In base all’art. 1123 c.c., le spese per le cose comuni sono ripartite tra i condomini in base ai millesimi di proprietà.
Se invece si tratta di cose destinate a servire i condomini in misura diversa, le spese sono ripartite in porporzione dell’uso( si tratta dell’uso potenziale, non effettivo).
Riguardo il servizio idrico, non vi è dubbio che l’acqua destinata all’utilizzo comune ( per annaffiare il giardino o per il bagno in comune) si ripartisce in base ai millesimi di proprietà. Ma se anche l’acqua delle singole unità abitative è condominiale?
Per la giurisprudenza recentissima testè menzionata, l’unico criterio è sempre quello dei millesimi di proprietà ( con la conseguenza che la ripartizione cambia a seconda della quota di partecipazione di ogni condomino).
Infatti le deroghe all’art. 1123 c.c. possono esserci solo se conducono a un risultato più equo, cioè in base all’effettivo consumo, calcolabile grazie all’installazione( a cui è favorevole il legislatore) dei c.d contatori di sottrazione, che misurano il consumo effettivo.
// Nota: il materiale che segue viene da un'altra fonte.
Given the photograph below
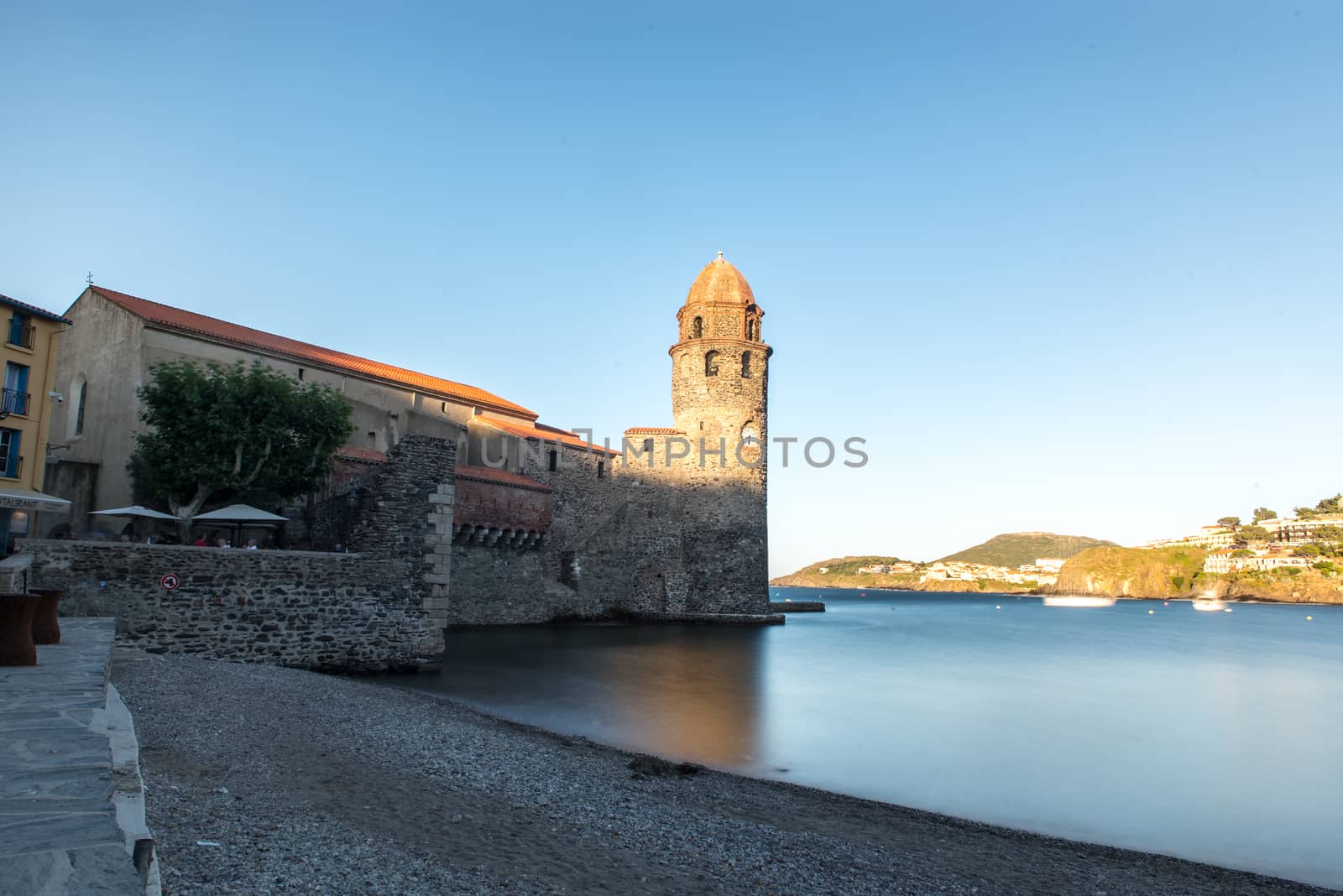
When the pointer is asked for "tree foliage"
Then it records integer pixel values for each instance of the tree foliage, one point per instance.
(1252, 534)
(221, 428)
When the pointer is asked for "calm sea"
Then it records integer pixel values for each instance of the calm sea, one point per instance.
(1215, 737)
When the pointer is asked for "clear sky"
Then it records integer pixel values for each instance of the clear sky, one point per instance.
(1065, 266)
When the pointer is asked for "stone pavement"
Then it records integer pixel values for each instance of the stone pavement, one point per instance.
(69, 772)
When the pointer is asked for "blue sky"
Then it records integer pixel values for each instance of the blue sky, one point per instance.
(1064, 266)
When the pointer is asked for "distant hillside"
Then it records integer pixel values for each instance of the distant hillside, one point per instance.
(1132, 571)
(843, 571)
(844, 565)
(1016, 549)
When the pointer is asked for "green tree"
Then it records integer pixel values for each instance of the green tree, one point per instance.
(1252, 534)
(219, 428)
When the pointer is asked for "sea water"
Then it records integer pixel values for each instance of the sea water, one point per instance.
(1215, 737)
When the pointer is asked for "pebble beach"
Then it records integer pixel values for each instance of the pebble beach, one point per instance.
(265, 779)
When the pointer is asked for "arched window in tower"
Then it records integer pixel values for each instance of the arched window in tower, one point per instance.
(749, 447)
(80, 389)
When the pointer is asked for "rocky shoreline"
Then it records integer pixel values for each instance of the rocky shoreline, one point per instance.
(266, 779)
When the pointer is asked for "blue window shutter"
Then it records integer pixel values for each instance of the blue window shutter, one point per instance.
(11, 461)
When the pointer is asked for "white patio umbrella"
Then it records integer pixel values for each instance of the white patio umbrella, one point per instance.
(241, 517)
(239, 514)
(134, 510)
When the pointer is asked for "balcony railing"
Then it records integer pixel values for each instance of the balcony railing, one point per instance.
(20, 333)
(15, 401)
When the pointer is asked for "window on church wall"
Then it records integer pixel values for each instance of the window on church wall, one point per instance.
(750, 445)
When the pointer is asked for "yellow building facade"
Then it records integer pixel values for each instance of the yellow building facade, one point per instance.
(31, 347)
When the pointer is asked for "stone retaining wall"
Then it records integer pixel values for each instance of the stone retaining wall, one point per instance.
(333, 612)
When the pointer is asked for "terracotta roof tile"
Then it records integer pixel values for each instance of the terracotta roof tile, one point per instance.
(504, 477)
(171, 318)
(720, 282)
(541, 431)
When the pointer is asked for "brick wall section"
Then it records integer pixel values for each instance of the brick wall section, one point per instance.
(328, 612)
(406, 522)
(383, 608)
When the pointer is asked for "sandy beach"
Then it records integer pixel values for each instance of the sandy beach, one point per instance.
(265, 779)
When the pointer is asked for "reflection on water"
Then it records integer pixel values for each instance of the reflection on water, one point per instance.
(685, 692)
(1205, 735)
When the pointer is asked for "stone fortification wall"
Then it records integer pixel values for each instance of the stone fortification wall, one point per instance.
(292, 608)
(383, 608)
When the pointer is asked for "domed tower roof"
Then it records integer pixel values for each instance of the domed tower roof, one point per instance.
(720, 282)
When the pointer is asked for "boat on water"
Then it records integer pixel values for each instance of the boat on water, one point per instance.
(1078, 600)
(1209, 602)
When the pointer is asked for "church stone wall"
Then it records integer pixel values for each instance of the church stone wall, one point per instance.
(332, 612)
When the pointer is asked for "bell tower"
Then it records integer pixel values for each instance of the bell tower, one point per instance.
(720, 373)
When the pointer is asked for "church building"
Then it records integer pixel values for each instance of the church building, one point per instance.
(544, 524)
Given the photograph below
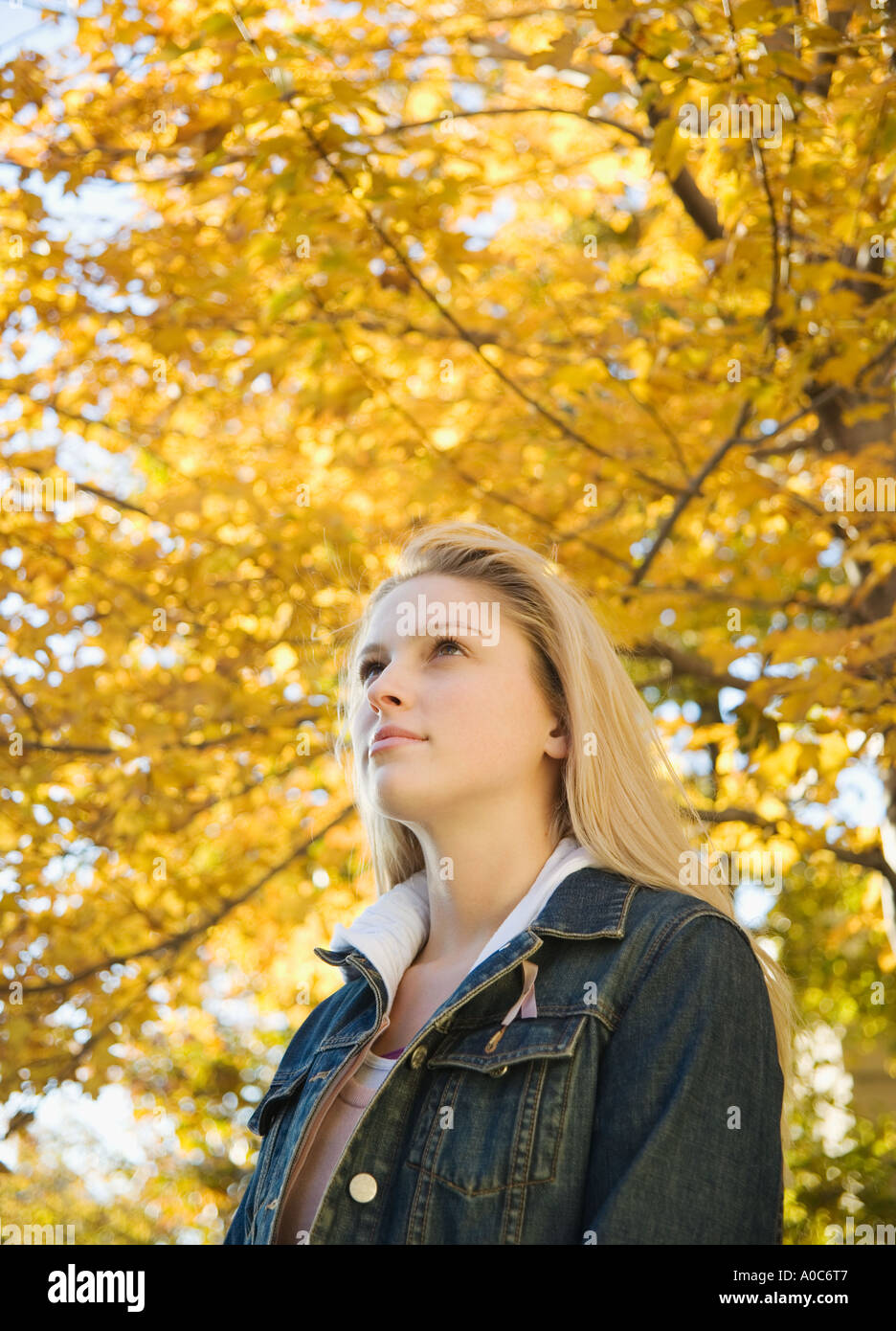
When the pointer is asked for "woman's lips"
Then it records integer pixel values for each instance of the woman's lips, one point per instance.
(392, 741)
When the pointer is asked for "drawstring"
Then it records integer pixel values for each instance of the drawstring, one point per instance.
(525, 1005)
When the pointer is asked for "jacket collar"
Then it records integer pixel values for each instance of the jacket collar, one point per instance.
(571, 897)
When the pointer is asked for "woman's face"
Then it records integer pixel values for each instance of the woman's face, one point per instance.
(482, 723)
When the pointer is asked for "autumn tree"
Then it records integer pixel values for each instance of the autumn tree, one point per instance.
(616, 277)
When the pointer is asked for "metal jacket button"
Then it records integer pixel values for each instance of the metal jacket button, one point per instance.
(362, 1187)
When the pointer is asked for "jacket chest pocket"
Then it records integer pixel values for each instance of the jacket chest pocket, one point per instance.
(493, 1119)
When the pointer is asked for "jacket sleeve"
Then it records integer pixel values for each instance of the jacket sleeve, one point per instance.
(685, 1145)
(242, 1217)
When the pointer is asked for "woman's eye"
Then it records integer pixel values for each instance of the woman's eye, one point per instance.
(364, 669)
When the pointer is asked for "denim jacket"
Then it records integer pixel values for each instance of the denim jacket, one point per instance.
(640, 1105)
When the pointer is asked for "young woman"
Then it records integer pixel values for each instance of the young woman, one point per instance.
(546, 1034)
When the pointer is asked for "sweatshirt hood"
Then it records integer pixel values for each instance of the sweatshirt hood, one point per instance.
(392, 929)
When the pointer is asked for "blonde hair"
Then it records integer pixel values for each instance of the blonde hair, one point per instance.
(622, 799)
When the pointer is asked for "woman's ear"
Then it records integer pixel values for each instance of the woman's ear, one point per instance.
(558, 743)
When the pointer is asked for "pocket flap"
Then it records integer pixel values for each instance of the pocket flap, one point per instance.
(524, 1038)
(285, 1082)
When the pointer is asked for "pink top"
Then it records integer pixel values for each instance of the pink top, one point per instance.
(330, 1136)
(337, 1119)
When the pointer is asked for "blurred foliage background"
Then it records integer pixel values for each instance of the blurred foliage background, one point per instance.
(281, 280)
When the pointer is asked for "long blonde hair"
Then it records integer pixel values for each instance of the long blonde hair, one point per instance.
(622, 799)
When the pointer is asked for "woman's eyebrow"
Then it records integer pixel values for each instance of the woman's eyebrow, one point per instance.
(378, 647)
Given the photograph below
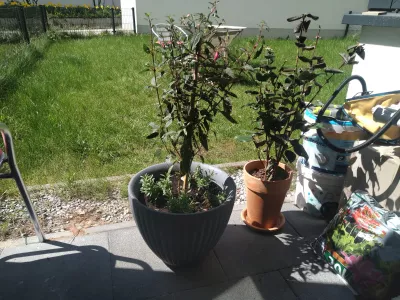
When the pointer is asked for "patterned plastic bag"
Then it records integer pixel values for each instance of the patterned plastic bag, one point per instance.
(362, 243)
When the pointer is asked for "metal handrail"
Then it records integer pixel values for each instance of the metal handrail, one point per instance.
(16, 175)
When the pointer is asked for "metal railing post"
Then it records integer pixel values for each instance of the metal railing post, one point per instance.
(113, 19)
(347, 26)
(15, 174)
(43, 17)
(22, 23)
(134, 20)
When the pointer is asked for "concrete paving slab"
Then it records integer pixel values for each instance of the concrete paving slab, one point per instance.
(305, 224)
(57, 270)
(138, 273)
(262, 287)
(312, 281)
(242, 251)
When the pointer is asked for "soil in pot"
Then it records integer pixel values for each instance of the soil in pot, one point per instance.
(202, 194)
(261, 174)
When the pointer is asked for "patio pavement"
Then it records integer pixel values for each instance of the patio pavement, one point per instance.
(115, 263)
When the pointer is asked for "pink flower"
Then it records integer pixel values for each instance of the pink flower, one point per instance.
(216, 55)
(160, 43)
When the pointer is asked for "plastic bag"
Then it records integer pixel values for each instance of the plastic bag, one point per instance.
(362, 243)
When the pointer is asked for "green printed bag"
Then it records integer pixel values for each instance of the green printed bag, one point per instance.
(362, 243)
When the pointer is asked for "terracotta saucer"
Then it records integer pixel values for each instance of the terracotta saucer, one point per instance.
(281, 222)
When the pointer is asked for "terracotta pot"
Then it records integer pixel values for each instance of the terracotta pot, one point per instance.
(264, 198)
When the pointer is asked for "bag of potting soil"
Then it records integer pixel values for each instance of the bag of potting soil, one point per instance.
(362, 243)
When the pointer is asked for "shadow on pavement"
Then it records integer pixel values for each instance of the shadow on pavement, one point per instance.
(256, 266)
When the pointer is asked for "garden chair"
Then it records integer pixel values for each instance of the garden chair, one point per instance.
(160, 30)
(8, 156)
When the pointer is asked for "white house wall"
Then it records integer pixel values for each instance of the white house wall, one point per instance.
(250, 13)
(381, 66)
(81, 2)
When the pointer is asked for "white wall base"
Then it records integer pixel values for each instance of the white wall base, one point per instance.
(381, 67)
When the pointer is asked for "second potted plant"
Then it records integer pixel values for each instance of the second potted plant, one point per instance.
(283, 94)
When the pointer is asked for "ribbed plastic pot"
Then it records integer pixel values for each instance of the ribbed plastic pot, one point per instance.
(181, 239)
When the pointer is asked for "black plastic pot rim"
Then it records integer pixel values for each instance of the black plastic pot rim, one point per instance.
(141, 173)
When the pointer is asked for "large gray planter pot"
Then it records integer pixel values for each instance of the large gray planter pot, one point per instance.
(181, 239)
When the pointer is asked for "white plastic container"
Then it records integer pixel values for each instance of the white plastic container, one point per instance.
(315, 189)
(341, 133)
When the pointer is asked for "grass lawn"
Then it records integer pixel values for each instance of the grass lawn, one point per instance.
(81, 110)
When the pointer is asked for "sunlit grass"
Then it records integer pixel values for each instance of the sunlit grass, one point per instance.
(82, 110)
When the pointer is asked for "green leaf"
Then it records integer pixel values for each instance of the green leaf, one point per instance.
(262, 77)
(290, 156)
(231, 94)
(244, 138)
(306, 24)
(305, 59)
(154, 125)
(203, 139)
(248, 67)
(320, 66)
(252, 92)
(333, 71)
(146, 48)
(259, 144)
(259, 51)
(152, 135)
(308, 76)
(157, 153)
(196, 40)
(229, 72)
(169, 122)
(299, 149)
(228, 117)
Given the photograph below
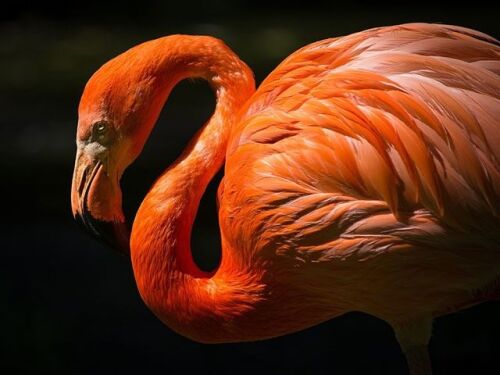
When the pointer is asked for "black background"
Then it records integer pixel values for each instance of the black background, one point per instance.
(70, 306)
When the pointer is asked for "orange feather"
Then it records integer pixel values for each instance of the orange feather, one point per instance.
(363, 174)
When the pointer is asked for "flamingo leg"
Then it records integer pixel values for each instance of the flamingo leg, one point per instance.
(414, 339)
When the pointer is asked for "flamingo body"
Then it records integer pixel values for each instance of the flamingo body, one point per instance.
(362, 175)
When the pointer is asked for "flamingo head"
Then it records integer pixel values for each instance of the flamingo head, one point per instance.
(117, 111)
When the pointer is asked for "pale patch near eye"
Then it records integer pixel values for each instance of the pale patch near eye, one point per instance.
(93, 149)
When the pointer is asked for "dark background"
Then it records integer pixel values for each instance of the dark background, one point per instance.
(68, 305)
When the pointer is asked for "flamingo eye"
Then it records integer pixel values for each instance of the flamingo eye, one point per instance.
(100, 127)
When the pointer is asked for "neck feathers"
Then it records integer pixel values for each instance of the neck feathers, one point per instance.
(189, 300)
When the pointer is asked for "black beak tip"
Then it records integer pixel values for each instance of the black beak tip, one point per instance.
(113, 234)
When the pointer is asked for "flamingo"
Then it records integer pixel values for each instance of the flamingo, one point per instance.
(362, 175)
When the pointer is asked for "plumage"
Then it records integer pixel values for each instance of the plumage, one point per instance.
(363, 174)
Salvi i casi di diversa previsione del regolamento condominiale o di approvazione all’unanimità dell’assemblea.
In assenza dei contatori individuali, è nulla per intrinseca irragionevolezza la delibera assembleare ( adottata solo a maggioranza), che prevede, quale criterio di ripartizione delle spese per l’acqua, quello del numero degli occupanti le unità abitative.
Tale criterio permette la ripartizione in maniera uguale delle spese, salva la dimostrazione del singolo condomino che la casa non era occupata in un determinato periodo.
Si tratta però di un criterio presuntivo forfettario che si basa sull’uso solo potenziale dell’acqua ( perciò non più ” giusto” di altri) e che è fonte di controversie e di necessari accertamenti da parte dell’amministratore ( se è vero, o meno, che il condomino non occupa l’abitazione).
Si tratta di nullità perchè è una delibera che non si limita a disattendere il criterio legale di ripartizione delle spese condominiali, ma lo modifica.Perciò non deve ternersi conto del termine di decadenza di 30 g. per impugnarla di cui all’art. 1137 c.c., che riguarda solo le ipotesi di annullabilità. Se nulla, non vi è alcun termine di decadenza o di prescrizione.